Eine allerletzte Kontrolle wurde vorgenommen, veranlaßt durch den Schiffsbaumeister Hesekiel Ramsgate, der die Konstruktionspläne für die neue „Isabella IX.“ entworfen hatte. Die bereitstehenden Arbeiter überprüften noch einmal sorgfältig das Labyrinth aus Hölzern unter dem großen Rumpf des Schiffes, untersuchten die Pallen und Schlittenständer sowie die Stützbalken, die den Stapelschlitten sicherten und nachher losgeschlagen werden sollten.
Es war alles in Ordnung, dem Stapellauf stand nichts mehr im Wege.
Hesekiel Ramsgate hielt mit feierlichem Gesicht eine Ansprache, während die Menge die Hälse reckte und andächtig lauschte. Dann folgte der traditionelle Schlußsatz.
„Ich taufe das Schiff auf den Namen ‚Isabella neun‘. Gott segne es und alle, die auf ihm fahren!“
Der Schiffsbaumeister holte mit der Hand zum Wurf aus.

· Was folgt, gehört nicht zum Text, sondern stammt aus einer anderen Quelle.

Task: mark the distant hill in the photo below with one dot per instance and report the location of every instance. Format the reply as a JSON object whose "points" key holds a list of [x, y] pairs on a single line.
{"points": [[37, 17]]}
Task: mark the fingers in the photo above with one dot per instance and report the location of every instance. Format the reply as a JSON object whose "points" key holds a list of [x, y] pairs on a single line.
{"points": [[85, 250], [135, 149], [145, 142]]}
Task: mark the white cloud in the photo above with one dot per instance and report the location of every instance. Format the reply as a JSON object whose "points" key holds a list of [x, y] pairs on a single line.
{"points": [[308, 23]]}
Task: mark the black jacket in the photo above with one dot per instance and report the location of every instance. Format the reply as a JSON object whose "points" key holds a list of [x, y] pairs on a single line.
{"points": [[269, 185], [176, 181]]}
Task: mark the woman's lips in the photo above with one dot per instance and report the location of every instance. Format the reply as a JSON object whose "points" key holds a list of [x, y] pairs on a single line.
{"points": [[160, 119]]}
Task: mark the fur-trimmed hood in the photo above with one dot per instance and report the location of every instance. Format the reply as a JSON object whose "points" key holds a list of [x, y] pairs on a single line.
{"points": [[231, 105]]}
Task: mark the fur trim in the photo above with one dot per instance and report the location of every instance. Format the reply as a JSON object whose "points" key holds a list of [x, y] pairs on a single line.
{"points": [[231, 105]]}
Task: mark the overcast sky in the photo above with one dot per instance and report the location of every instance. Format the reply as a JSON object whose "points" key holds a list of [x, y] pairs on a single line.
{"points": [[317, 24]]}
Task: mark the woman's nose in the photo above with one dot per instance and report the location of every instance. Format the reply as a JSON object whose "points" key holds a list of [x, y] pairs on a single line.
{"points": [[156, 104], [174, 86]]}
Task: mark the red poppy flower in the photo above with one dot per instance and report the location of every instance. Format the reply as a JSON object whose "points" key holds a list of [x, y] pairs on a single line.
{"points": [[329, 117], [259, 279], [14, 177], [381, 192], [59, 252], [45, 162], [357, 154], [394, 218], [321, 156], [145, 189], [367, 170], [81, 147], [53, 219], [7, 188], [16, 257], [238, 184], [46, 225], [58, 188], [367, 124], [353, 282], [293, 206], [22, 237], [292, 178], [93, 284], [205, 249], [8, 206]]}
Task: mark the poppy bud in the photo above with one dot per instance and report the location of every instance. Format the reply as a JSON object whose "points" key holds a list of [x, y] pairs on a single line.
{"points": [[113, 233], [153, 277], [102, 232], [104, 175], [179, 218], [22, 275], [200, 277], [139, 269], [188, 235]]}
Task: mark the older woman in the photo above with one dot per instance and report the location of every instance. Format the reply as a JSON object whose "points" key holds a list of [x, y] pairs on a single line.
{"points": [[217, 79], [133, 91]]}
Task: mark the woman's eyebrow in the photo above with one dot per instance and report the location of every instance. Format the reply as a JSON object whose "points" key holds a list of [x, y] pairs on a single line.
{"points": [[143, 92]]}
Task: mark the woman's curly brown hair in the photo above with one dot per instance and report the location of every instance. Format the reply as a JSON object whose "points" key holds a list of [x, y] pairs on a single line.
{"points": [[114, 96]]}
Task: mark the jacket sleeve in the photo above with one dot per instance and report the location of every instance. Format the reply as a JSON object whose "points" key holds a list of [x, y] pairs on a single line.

Eine Flasche, gefüllt mit edlem Wein, krachte an den Bug des neuen Schiffes und zersplitterte berstend. Es hörte sich an wie ein Schuß.
Während die Menge applaudierte, gab der Seewolf den Werftarbeitern mit der Hand ein Zeichen.
Hämmer schwangen durch die Luft, kräftige Fäuste schlugen zu. Als die dicken Balken dumpf zu Boden polterten, nahte der kritische Augenblick.
Alles hielt den Atem an, ob sich das neue Schiff auch gehorsam in Bewegung setzen würde, denn es war auf anderen Werften schon oft passiert, daß es sich nicht von der Stelle rührte. Das hätte Unglück für das Schiff und seine Mannschaft bedeutet. Doch die „Isabella IX.“ schien vom Glück begünstigt zu sein.
Der Rumpf erzitterte leicht, ein Beben durchlief ihn. Dann begann er sich langsam in Bewegung zu setzen und glitt auf das Wasser zu.
Die eingefettete Holzrampe begann zu qualmen, als das Schiff, mit der Breitseite voran, darüberrutschte.